Contact Information
Tel. (808) 956-9125, Email: yapark@hawaii.edu
Educational Background
- Ph.D. Anthropology, Harvard University, 2006
- M.A. Anthropology, Seoul National University, 1995
- B.A. Anthropology, Seoul National University, 1993
Young-a Park is an Associate Professor and the Graduate Chair of the Asian Studies Program.
Specializations
Professor Park’s book entitled Unexpected Alliances: Independent Filmmakers, the State, and the Film Industry in Postauthoritarian South Korea was published in 2015 by Stanford University Press. The main question that she tackles in her book is the following:
Since 1999, South Korean films have dominated roughly 40 to 60 percent of the Korean domestic box-office, matching or even surpassing Hollywood films in popularity. Why is this, and how did it come about? In Unexpected Alliances, Park seeks to answer these questions by exploring the cultural and institutional roots of the Korean film industry’s phenomenal success in the context of Korea’s political transition in the late 1990s and early 2000s. The book investigates the unprecedented interplay between independent filmmakers, the state, and the mainstream film industry under the post-authoritarian administrations of Kim Dae Jung (1998–2003) and Roh Moo Hyun (2003–2008), and shows how these alliances were critical in the making of today’s Korean film industry.

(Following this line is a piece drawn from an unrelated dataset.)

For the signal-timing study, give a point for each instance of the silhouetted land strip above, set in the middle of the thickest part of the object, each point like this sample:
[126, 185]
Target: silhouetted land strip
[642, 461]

During South Korea’s post-authoritarian reform era, independent filmmakers with activist backgrounds were able to mobilize and transform themselves into important players in state cultural institutions and in negotiations with the purveyors of capital. Instead of simply labeling the alliances “selling out” or “co-optation,” this book explores the new spaces, institutions, and conversations which emerged and shows how independent filmmakers played a key role in national protests against trade liberalization, actively contributing to the creation of the very idea of a “Korean national cinema” worthy of protection. Independent filmmakers changed not only the film institutions and policies but the ways in which people produce, consume, and think about film in South Korea.
In addition to her Korean film industry research, she is conducting a new line of research on North Korean refugees in South Korea. She plans to explore North Korean refugees’ strategies in obtaining cultural membership in South Korea and the formation of new transnational migrant identities.
Courses
- ASAN 320K: Asian Past and Present: Korea.

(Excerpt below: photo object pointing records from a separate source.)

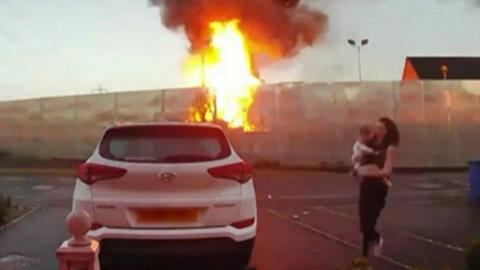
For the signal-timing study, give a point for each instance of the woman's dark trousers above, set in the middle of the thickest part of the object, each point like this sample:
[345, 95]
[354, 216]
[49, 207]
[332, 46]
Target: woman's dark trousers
[373, 192]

- ASAN 420: Korean Cinema.
- ASAN 491K: North Korean History and Culture.
- ASAN 600K: Approaches to Asia: Korea.
- ASAN 695: Plan B Culminating Experience.
- ASAN 750K: Research Seminar in Asian Studies.
Selected Publications
- Preparation for submission. Limits of Belonging: An Ethnography on North Korean Defectors in South Korea (expression of interest from Stanford U. Press, University of Hawai‘i Press, and Routledge).
- In preparation for submission. “The Representations of North Korean Food: North Korean Refugee Politics, Nostalgia, and Meaning Making in South Korea.
- Under Review. “The Construction of North Korean Defector Subjectivity in Neoliberal South Korea.” Anthropological Quarterly.
- “North Korean Migrants in South Korea: ‘Multicultural’ or ‘Global” Citizens?” Korean Studies 44: 123-148, 2020.
- “Changing Representations of the Urban Poor in Korean Independent Cinema” (First author, co-authored with Do-Hoon Lee and Keith Wagner). Special Issue, “Beyond Hallyu,” Quarterly Review of Film and Video 34(4): 361-378, 2017.
- “Unexpected Alliances: Independent Filmmakers, the State, and the Film Industry in Post-authoritarian South Korea.” Stanford University Press, 2015.
- “New Activist Cultural Production: Independent Filmmakers, the Post-authoritarian State, and New Capital Flows in South Korea.” Gi-Wook Shin and Paul Chang (eds.). Korean Social Movements: From Democracy to Civil Society. Routledge, 2011.